I had three questions:
1) What is expected? I see various performance metrics posted around, but is it reasonable to expect decoding 256^2 images at 3 ms? I'm willing to implement multithreaded decoding of the component tiles to boost parallelization, or get better hardware, or anything really. I might even have to shrink my image size, but I'm just curious what kind of numbers people have achieved.
2) How do I turn on the OPENMP parallelization? I'm using the Intel compiler, but I don't see the comments like "OpenMP DEFINED REGION WAS PARALLELIZED". The #pragma omp isn't recognized.
3) How do I boost the number of threads. I have set OMP_NUM_THREADS in my WinXP environment variables. Is there a better way to do this?
details: imagery is RGB planar 24 BPP planar format laptop is a Core 2 DUO T7300 2 Gz with 2 GB RAM compiler is Intel v11.074
Although there were no significant performance improvements in JPEG2000 codec since IPP 6.1 but there were some bug fixes in UIC, so I would recommend you to consider migration to the latest version, IPP 7.0or 7.0.2 update which is coming soon. Performance heavely depend on number of factors, for example encoding options (lossy or lossless, progression order, code block size and so on). Note, threading on UIC codec level is already integrated in UIC DLLs (if you use precompiled UIC DLLs) or should be enabled automatically when you rebuild UIC codecs with using build scripts coming with sample (and compile by Intel compiler). You may check how many threads used by UIC codec with NOfThreads() method of JPEG2000Decoder class.
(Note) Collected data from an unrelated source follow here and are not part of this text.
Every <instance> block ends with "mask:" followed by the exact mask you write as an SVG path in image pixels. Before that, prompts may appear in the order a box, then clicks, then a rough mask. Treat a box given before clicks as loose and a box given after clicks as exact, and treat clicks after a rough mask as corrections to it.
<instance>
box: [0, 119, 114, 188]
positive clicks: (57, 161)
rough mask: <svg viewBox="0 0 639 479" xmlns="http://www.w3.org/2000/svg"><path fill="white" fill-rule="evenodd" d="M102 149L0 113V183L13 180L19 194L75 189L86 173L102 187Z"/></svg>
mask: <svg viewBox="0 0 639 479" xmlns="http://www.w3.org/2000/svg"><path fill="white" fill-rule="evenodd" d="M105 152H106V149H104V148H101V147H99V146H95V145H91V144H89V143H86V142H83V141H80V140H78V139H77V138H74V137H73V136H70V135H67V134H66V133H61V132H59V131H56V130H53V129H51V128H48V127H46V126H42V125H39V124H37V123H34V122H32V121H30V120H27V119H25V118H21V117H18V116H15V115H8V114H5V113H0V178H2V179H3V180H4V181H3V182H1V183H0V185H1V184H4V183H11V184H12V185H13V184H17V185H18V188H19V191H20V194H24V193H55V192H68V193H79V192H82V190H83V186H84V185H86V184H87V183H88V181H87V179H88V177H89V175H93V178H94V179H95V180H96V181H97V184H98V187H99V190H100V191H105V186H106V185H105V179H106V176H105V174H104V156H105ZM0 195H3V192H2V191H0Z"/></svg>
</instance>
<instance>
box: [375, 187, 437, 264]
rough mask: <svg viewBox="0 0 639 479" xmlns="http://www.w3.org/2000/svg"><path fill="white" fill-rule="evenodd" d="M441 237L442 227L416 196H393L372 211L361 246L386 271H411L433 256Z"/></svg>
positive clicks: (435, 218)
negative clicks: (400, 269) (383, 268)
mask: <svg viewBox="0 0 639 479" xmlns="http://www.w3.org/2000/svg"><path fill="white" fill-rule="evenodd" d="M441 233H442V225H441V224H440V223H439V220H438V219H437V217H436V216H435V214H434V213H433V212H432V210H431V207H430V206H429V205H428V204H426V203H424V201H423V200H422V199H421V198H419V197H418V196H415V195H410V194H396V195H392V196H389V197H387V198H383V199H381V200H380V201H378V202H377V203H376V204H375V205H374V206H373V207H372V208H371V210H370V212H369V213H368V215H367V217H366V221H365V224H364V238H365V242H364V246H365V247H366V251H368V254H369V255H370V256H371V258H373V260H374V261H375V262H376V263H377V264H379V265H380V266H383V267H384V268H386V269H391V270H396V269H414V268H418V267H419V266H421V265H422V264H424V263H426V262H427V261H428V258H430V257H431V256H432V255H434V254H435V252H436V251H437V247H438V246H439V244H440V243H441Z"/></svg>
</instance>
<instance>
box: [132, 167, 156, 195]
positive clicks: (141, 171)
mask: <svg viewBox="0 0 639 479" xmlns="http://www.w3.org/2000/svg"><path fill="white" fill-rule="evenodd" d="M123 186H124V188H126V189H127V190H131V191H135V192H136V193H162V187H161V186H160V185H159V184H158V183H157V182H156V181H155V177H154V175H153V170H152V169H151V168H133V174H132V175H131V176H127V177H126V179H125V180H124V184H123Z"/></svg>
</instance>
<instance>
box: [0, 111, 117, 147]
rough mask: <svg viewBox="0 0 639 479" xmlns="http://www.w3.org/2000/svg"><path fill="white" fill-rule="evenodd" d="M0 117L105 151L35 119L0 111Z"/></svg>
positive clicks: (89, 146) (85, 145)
Since you have access to completely independed image tiles in JPEG2000 compressed format I think it might be more efficient to not use internal threading at codec level and rather to decode several tiles in parallel (you will need several copies of JPEG2000 decoder, one for every thread you launch). The reason is that in this case amount of work done in parallel is much bigger than in case you use internal threading. Of course, internal threading might help you to maximize performance on many cores systems (like 12 or 16 threads), where it is possible to decode 6 or 8 tiles simulteneously and to enable each decoder to use 2 threads internally, that will useprocessor capabilitieson all 100%.